The PHPT-5 study in Thailand assessed the efficacy of ‘Perinatal Antiretroviral Intensification’ to prevent mother-to-child transmission of HIV in women with <8 weeks of antiretroviral treatment before delivery (NCT01511237). Infants received a 2-week course of zidovudine/lamivudine/NVP [NVP syrup/once daily: 2 mg/kg for 7 days; then 4 mg/kg for 7 days]. Infant samples were assessed during the first 2-weeks of life. NVP population PK parameters were estimated using non-linear mixed-effects models. Simulations were performed to estimate the probability of achieving target NVP trough concentrations for prophylaxis (>0.10 mg/L) and for therapeutic efficacy (>3.0 mg/L) using different infant dosing strategies.
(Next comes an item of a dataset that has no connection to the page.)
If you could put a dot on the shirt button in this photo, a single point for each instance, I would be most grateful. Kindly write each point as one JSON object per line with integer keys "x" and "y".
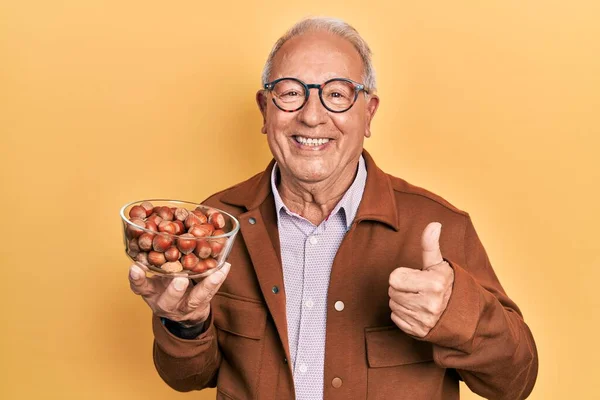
{"x": 336, "y": 382}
Sixty infants (55% male) were included. At birth, median (range) weight was 2.9 (2.3-3.6) kg. NVP concentrations were best described by a one compartment PK model. Infant weight and post-natal age influenced NVP PK parameters. Based on simulations for a 3-kg infant, ≥92% would have a NVP trough >0.1 mg/L after 48 hours through 2 weeks using the PHPT-5 and WHO-dosing regimens. For NVP-based therapy, a 6 mg/kg twice daily dose produced a trough >3.0 mg/L in 87% of infants at 48 hours and 80% at 2 weeks.
WHO weight-band prophylactic guidelines achieved target concentrations. Starting NVP 6 mg/kg twice daily from birth is expected to achieve therapeutic concentrations during the first 2 weeks of life.